Can you delete the ~/.cupy/
folder and try again?
I don't know why pytorch fails to recognize cuda:3 GPU device with here. Without the
CUDA_VISIBLE_DEVICES
command the device is being recognized.
That is expected. If you set CUDA_VISIBLE_DEVICES="1,2,3"
then you only have access to three CUDA devices which start being indexed at 0 again: cuda:0
, cuda:1
and cuda:2
.
I deleted the ~/.cupy/
folder and ran the code again with CUDA_VISIBLE_DEVICES="1,2,3"
and with device='cuda:2'. Still encountering the same Illegal memory access error.
I am afraid that I have no idea then. My best guess is that something with the mixed-GPU setup is causing issues since it works just fine in the multi-GPU environments that I have encountered so far (but they all had homogeneous GPU configurations).
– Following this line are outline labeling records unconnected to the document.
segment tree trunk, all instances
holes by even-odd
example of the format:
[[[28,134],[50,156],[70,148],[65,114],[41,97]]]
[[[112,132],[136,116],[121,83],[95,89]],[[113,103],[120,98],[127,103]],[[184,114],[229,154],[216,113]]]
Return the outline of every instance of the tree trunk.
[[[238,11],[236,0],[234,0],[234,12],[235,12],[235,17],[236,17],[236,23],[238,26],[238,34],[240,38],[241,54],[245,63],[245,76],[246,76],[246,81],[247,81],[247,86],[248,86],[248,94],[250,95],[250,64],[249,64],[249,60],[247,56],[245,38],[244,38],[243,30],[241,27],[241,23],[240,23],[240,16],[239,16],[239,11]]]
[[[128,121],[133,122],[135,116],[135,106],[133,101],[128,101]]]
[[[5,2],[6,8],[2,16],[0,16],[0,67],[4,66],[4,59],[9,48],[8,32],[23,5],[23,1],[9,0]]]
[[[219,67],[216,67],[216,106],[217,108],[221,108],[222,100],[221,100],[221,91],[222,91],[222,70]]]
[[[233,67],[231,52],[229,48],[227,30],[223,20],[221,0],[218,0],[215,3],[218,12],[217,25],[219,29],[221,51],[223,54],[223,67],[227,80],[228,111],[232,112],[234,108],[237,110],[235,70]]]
Okay. Thanks for helping out anyways.
Please share your findings if you end up making it work in your environment, thanks!
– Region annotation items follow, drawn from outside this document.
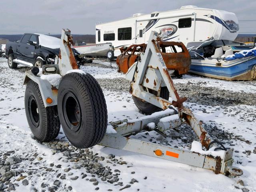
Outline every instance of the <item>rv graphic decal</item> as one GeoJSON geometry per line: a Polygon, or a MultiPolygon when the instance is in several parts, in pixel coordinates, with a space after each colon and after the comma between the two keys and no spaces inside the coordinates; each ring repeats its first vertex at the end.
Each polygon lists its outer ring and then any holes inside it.
{"type": "MultiPolygon", "coordinates": [[[[208,16],[206,15],[204,15],[204,16],[208,16]]],[[[239,26],[238,24],[237,23],[236,23],[233,20],[224,21],[218,17],[213,15],[211,16],[211,18],[212,19],[214,19],[218,23],[224,26],[224,27],[228,29],[230,33],[236,33],[239,30],[239,26]]]]}
{"type": "Polygon", "coordinates": [[[163,40],[168,38],[177,31],[178,27],[173,24],[166,24],[156,27],[159,28],[158,35],[160,36],[163,40]]]}
{"type": "Polygon", "coordinates": [[[104,31],[104,33],[114,33],[114,30],[110,30],[109,31],[104,31]]]}
{"type": "Polygon", "coordinates": [[[159,19],[152,19],[151,20],[150,20],[149,21],[148,21],[148,24],[147,24],[147,25],[146,25],[146,27],[145,27],[146,32],[148,30],[149,30],[149,29],[154,26],[154,25],[156,24],[159,20],[159,19]]]}
{"type": "Polygon", "coordinates": [[[238,24],[236,23],[236,22],[233,20],[224,21],[224,22],[228,26],[230,31],[232,33],[235,33],[237,32],[239,30],[239,26],[238,26],[238,24]]]}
I just updated the repo, maybe you will have more luck with the new version.
Hi, sorry for the late response. I will try this and let you know if this works. Thanks!
Any updates by chance? Thanks!
Closing due to inactivity, seems like this is no longer an issue? Feel free to reopen if it is though.
The forward warping functions in softsplat.py produce warped output only when the device id is 'cuda:0'. With other GPUs, the forward warped output is the same as the initialized zero tensor. Is there an approach to perform the forward warp in GPU devices other than the one with device id 'cuda:0'?